İlk anlattığı konu bilgi üzerinedir, “insanın en büyük soyluluğu bilmektir, bilgidir, her şeyi bilmek istemesi onun öz doğasında vardır” der Bottero ve şunu ekler: “Bu korkunç çiviyazısının; bizden öylesine uzak ve öylesine güçlüklerle dolu, binlerce yıldan bu yana yok olmuş bu dillerin; bizi en azından biraz sarsan, çoğu zaman anlaşılmaz ve en küçük ışıltıdan yoksun bu uçsuz bucaksız metinlerin; hatta bir çok noktada bugünkü düşüncelerimizle bağdaşmayan garip ve geçmişte kalmış zihniyetlerin sonu gelmez, güç, sıkıcı araştırmasına girişirken, avuntularımdan biri, elde edeceğim şeyin düşüncemi zenginleştirmek dışında asla yararlı ve kullanılabilir olmayacağı ve değerini de tamı tamına bundan alacağı inancıydı.”
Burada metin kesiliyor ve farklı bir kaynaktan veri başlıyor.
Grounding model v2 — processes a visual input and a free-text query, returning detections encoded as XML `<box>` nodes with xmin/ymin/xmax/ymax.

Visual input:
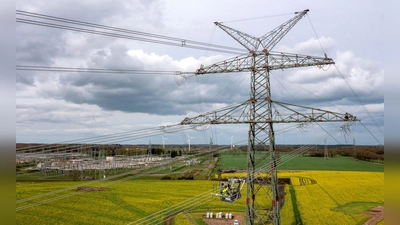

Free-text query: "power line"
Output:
<box><xmin>16</xmin><ymin>10</ymin><xmax>246</xmax><ymax>54</ymax></box>
<box><xmin>15</xmin><ymin>65</ymin><xmax>195</xmax><ymax>78</ymax></box>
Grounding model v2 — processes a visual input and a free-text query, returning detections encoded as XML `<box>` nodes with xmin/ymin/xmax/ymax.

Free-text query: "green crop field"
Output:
<box><xmin>218</xmin><ymin>153</ymin><xmax>384</xmax><ymax>172</ymax></box>
<box><xmin>16</xmin><ymin>151</ymin><xmax>384</xmax><ymax>225</ymax></box>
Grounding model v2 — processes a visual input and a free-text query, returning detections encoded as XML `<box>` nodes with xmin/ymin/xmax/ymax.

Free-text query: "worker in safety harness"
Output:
<box><xmin>222</xmin><ymin>185</ymin><xmax>229</xmax><ymax>197</ymax></box>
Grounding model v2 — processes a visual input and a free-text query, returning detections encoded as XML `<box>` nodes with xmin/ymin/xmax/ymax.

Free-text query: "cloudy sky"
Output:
<box><xmin>16</xmin><ymin>0</ymin><xmax>384</xmax><ymax>145</ymax></box>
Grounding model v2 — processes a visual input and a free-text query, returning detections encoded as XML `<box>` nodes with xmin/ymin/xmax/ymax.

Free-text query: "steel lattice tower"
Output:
<box><xmin>181</xmin><ymin>9</ymin><xmax>357</xmax><ymax>225</ymax></box>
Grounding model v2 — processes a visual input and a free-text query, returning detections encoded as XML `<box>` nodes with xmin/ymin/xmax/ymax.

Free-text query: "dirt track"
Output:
<box><xmin>363</xmin><ymin>206</ymin><xmax>385</xmax><ymax>225</ymax></box>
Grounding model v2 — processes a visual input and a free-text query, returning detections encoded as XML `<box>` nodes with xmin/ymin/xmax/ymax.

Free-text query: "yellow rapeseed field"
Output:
<box><xmin>223</xmin><ymin>171</ymin><xmax>384</xmax><ymax>225</ymax></box>
<box><xmin>16</xmin><ymin>171</ymin><xmax>384</xmax><ymax>225</ymax></box>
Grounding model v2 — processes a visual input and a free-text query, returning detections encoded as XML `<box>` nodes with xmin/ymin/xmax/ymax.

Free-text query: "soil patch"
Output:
<box><xmin>203</xmin><ymin>213</ymin><xmax>246</xmax><ymax>225</ymax></box>
<box><xmin>76</xmin><ymin>187</ymin><xmax>109</xmax><ymax>192</ymax></box>
<box><xmin>362</xmin><ymin>206</ymin><xmax>385</xmax><ymax>225</ymax></box>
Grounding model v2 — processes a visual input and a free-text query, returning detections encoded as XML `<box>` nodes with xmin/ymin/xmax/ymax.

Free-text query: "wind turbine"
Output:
<box><xmin>161</xmin><ymin>135</ymin><xmax>168</xmax><ymax>149</ymax></box>
<box><xmin>186</xmin><ymin>134</ymin><xmax>193</xmax><ymax>152</ymax></box>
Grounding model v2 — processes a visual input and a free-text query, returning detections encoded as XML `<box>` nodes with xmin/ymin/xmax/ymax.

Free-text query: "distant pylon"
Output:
<box><xmin>324</xmin><ymin>138</ymin><xmax>329</xmax><ymax>159</ymax></box>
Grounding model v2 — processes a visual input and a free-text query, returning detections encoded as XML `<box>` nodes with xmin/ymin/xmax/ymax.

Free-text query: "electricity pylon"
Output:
<box><xmin>181</xmin><ymin>10</ymin><xmax>357</xmax><ymax>225</ymax></box>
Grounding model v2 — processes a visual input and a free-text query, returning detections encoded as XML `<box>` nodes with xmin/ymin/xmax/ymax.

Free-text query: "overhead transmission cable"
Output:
<box><xmin>220</xmin><ymin>13</ymin><xmax>293</xmax><ymax>23</ymax></box>
<box><xmin>16</xmin><ymin>65</ymin><xmax>194</xmax><ymax>76</ymax></box>
<box><xmin>128</xmin><ymin>138</ymin><xmax>321</xmax><ymax>225</ymax></box>
<box><xmin>16</xmin><ymin>10</ymin><xmax>245</xmax><ymax>54</ymax></box>
<box><xmin>16</xmin><ymin>143</ymin><xmax>231</xmax><ymax>212</ymax></box>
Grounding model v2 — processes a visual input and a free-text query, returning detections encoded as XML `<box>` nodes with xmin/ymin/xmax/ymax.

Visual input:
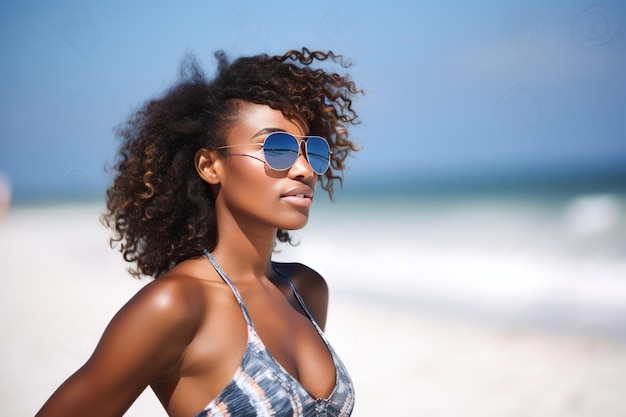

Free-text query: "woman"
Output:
<box><xmin>38</xmin><ymin>49</ymin><xmax>359</xmax><ymax>417</ymax></box>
Yine de kararından hiç pişmanlık duymamış Bottero, “İnsanı büyük yapan ilk şey, bilgileri öğrenip toplamaktır” diye düşünmüş. Fakat başta Asurbiliminin yararsızlığına inanırken zamanla bu düşüncesi değişmiş. İlk faydasını da kendisi görmüş: “Hemen keşfettiğim ilk yararına, pratik yararına değinelim: Asurbilimi beni zararsızlaştırdı. Şöyle ki: Öncelikle kendimi bu bilime verip, kalın kalın kitaplar, koca

koca fiş kutulan, tozlu tabletler, okunmaz yazılar arasında kaybolduğumda kimselere zararım dokunmuyordu (…)” (Salonda gülüşmeler olduğuna eminim.)

Gerisi meraklılara kaldı

Bottero iki büyük bilgin sınıfının olduğunu söyleyen bir düşünürden de söz eder birincisi keşifleriyle, buluşlarıyla, deneyleriyle, öğretileriyle dünyanın köküne kibrit suyu ekip sonunu hızlandıranlar, ikincisi ise dünyanın kökenlerini merak edip araştıran böylece evreni, evrende yaşayanları rahat bırakanlar. Şarkiyatçıların ikinci grupta olduğunu ekleyen Bottero, bilmediği konularda ahkam kesmekten de nefret ettiğini anlatır, çünkü der, “bu insanca bir davranış değildir” ve devam eder, “Birçok arkeologla, çok sayıda filologla görüştüm; aralarından en yetkinlerinin işlerini görülmeye değer bir psikolojik otomatizmle gerçekleştirdiklerini görüp şaşırdım ama daha sonra buna alıştım. Köstebek ve ağaç kurtlarınkini andıran bir kazma, oyma içgüdüsüyle çalışıyorlar ve hiç kuşku yok ki yaşamları boyunca asla çalışmalarının gerçek ve son amacının, araştırmalarının derin anlamının, keşiflerinin bilgi değerinin, yerinin ne olduğuna ilişkin kesin, tam bir fikirleri yok.”

Buraya kadar 10 sayfalık bu konuşmanın sadece ilk üç sayfasından söz edebildim, gerisini meraklılara bırakıyorum. (Yine de metnin son sayfasını kısaca tanımlamam istenirse Beethoven’in 9. senfonisinin giriş kısmını düşünün derim.)